The Grammar of Operations

If Duolingo is so useful for learning foreign languages, why isn’t there a Duolingo for programming?

Vocabulary vs. Grammar

When learning a foreign language, we often start with vocabulary: learning the words for common objects, actions, and concepts. Then we learn the grammar, usually by combining vocabulary into simple phrases, from which we infer the rules for combining words into phrases and sentences, and categorise the various kinds of words and phrases.

But when learning programming, we often start with the syntax: the rules for writing valid code. That’s because when we learn a language, we are usually learning it from a human. They may laugh at us for getting grammar wrong, but they can also provide feedback and gentle correction. When learning programming, if we get the syntax wrong, the code won’t run at all. The grammar must be correct or the interpreter cannot even get started running our code. This is so important that syntax errors are recognized as their own category of errors.

Once we learn the grammar perfectly, then the vocabulary starts to matter. We need to distinguish keywords, which are words with special meaning in the language, from identifiers, which are names we give to variables and functions. We need to learn the different data types, and how to convert between them. We need to learn the operators for performing different operations on data. And finally we learn the standard library functions out of which we will construct the rest of the program.

Very few people enjoy learning grammar first, and even fewer enjoy having to get their grammar perfect before picking up vocabulary. But that’s what programming is like. In short, programming is like learning a foreign language with a very strict grammar and zero tolerance for mistakes.

Awareness vs. Fluency

Writing our first successful program is an immense milestone. Seeing output appearing on screen as we expect—in black text and not the familiar red of an error message—is a moment of triumph. But it does not make writing the next program any easier. Each new program is a new challenge, requiring different patterns of thought and problem-solving skills, and resulting in a different solution. Furthermore, lacking touch-typing skills adds a significant hurdle to acquiring fluency in programming—imagine if you could only speak one syllable at a time!

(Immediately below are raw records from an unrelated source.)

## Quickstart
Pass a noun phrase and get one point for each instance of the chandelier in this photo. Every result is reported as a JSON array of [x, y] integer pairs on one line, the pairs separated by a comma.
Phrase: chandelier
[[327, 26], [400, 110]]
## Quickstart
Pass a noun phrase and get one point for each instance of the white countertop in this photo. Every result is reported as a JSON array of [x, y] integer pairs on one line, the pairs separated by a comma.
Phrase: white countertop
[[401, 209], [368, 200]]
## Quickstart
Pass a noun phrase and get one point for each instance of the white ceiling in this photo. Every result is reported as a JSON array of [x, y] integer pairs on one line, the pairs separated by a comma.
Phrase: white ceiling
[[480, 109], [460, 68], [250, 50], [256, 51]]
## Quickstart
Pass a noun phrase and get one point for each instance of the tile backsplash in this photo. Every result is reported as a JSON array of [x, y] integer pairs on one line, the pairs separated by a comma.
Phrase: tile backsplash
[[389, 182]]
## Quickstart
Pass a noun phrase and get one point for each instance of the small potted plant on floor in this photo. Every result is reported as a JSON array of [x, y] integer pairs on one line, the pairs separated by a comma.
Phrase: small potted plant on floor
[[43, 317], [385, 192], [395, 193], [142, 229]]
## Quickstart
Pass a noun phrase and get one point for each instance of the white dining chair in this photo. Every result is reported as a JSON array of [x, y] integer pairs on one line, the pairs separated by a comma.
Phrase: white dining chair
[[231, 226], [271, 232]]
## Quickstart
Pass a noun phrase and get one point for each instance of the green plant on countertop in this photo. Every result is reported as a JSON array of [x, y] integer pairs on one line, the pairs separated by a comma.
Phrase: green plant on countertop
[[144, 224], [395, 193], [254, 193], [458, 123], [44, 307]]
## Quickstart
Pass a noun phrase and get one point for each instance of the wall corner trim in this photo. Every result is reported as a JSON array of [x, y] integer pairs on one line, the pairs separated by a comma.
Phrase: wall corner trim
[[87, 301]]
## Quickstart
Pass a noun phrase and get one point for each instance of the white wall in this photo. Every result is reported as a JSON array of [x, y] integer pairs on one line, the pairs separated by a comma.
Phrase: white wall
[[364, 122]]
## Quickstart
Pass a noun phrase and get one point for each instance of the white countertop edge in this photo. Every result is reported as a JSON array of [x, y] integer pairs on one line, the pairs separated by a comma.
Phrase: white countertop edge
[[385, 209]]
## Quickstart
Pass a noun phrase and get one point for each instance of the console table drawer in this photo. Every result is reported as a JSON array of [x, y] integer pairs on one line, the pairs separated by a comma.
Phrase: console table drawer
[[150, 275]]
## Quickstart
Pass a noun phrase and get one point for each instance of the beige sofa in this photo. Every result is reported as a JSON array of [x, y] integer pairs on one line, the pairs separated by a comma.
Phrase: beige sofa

When we first learn a foreign language, we are aware of the grammar and vocabulary, but we are not yet fluent. We can understand simple sentences, but we cannot yet think in the language. We have to translate from our native language in our heads, then construct sentences word by word. This is slow and laborious, and we make many mistakes along the way.

In our head, we might recognize some errors and problem patterns, and know that we have solved similar problems before. But our fingers do not yet have the muscle memory to translate our thoughts into code. We are aware of the concepts, but not yet fluent in their application. Building that fluency, that fingerspitzengefühl (“fingertip feeling”), takes hundreds of hours solving different types of problems with code. Without that fluency, we cannot “think in code”; our knowledge of programming does not yet translate into the subconscious ease of a native speaker of a language.

Like with sports, that will require a couple hundred more hours of practice and many more problem types to achieve. In short, in programming we need to “get our reps in” before we can achieve fluency in tackling various kinds of problems.

Shared meaning

When we converse with another person, the act of meaning-making is shared; we each bring our own experiences, contexts, and interpretations to the conversation. We can clarify misunderstandings, ask for elaboration, and adjust our language to suit the listener. Meaning is not only created by the speaker, it is also shaped and influenced by the listener.

But when we write code, we don’t have another mind reflecting our meaning back to us. The code interpreter is not a person, it is a machine that follows strict rules. It cannot ask for clarification, it cannot adjust its understanding based on context, it cannot infer meaning from tone or body language—unless we paste the code and error message into ChatGPT. The entire burden of meaning-making falls on the programmer.

This can feel lonely and isolating. Many beginner programmers do find it helpful to have a mentor or a pair programmer to share the burden of meaning-making. But ultimately, the act of writing code is a solitary one, requiring the programmer to take full responsibility for the clarity and correctness of their code. In short, the largely solitary nature of programming means that it presents a heavier burden than the learning of a spoken language, which is inherently social.

Conclusion

Learning to program is like learning a foreign language with a very strict grammar and zero tolerance for mistakes. It requires mastering the grammar before vocabulary, and achieving fluency through hundreds of hours of practice. The solitary nature of programming means that the burden of meaning-making falls entirely on the programmer, making it a challenging but rewarding endeavor.